- Year 2023
- NSF Noyce Award # 1660653
- First Name Kimberly
- Last Name Baker
- Institution University of Indianapolis
- Role/Position Co-PI
- Workshop Category Track 1: Scholarships and Stipends
- Workshop Disciplines Audience Chemistry, Life Sciences, Mathematics
- Target Audience Co-PIs, Other Faculty/Staff, Project PIs
- Topics Partnerships for Success (High-need schools/informal institutions/industry/community)
- Session Length 30 minutes minutes
- Additional Presenter(s)
Katherine W Stickney, email@example.com; Deborah D Sachs, firstname.lastname@example.org
At the end of this session participants will be able to identify: Strategies to implement structural components that support meaningful collaborations between candidates and cooperating teachers (CTs) and the multiple ways that a candidate promotes growth in the professional practice of a cooperating teacher. Participants will have opportunities to discuss and share successes and challenges in establishing and maintaining collaborations between CTs and Scholars.
Four cohorts of Noyce Scholars have completed our Teach (STEM)3 MAT program which includes university coursework in content and pedagogy and a year-long clinical immersion. Our program is supported by the university’s School of Education and College of Arts and Sciences faculty along with district partners including school administrators, clinical faculty, and cooperating teachers. The impact of hosting a candidate on the professional practice of a cooperating teacher (CT) has not been widely evaluated in the literature. In this study, an external evaluator interviewed the CTs to correlate how hosting a Scholar has positively impacted their professional practice. We assessed evaluation data and several themes emerged including how the Scholar impacted a CT’s collaboration and communication practices, provided new teaching strategies, and enhanced their comfort in leadership roles. The positive outcomes of the CT-Scholar collaboration will be correlated with our program structures that build and enhance partnerships.

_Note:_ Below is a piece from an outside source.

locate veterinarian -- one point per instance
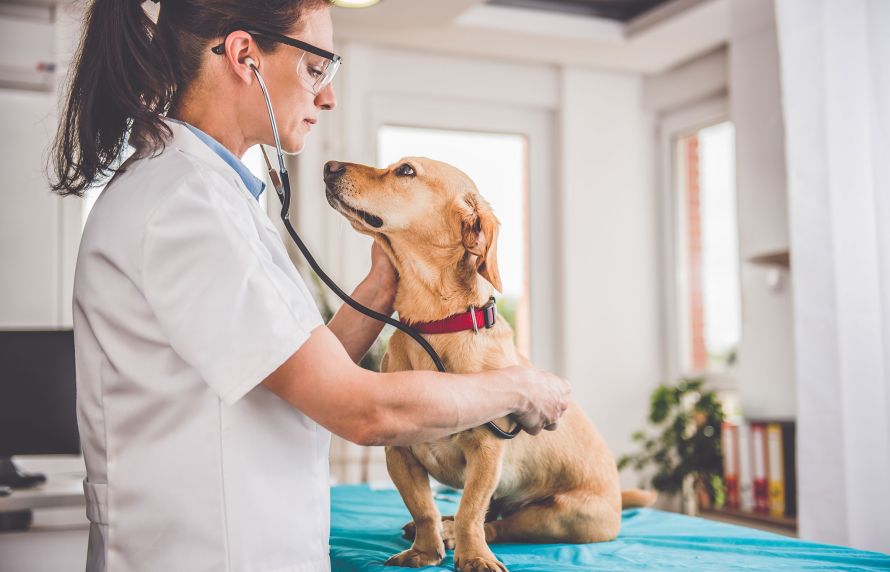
(207, 382)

A year-long clinical residency program requires careful planning to promote a collaborative and mutually beneficial partnership between candidates and cooperating teachers (CTs) to create an impactful two-way flow of information. In this session we will share the results of our study showing the significant influence that candidates have on their CT’s practice, something that has not previously been well documented. The program structures that were developed to ensure that candidate/CT partnerships flourish throughout the entire academic year will be described. Program data demonstrate the benefit of hosting a candidate for a year-long clinical residency on a CT’s professional practice. Results indicate that candidates promote growth in their CT’s professional practice not only during their residency but also long-term. CTs’ perspectives will be shared, including ways in which CTs adopted and adapted candidates’ teaching strategies.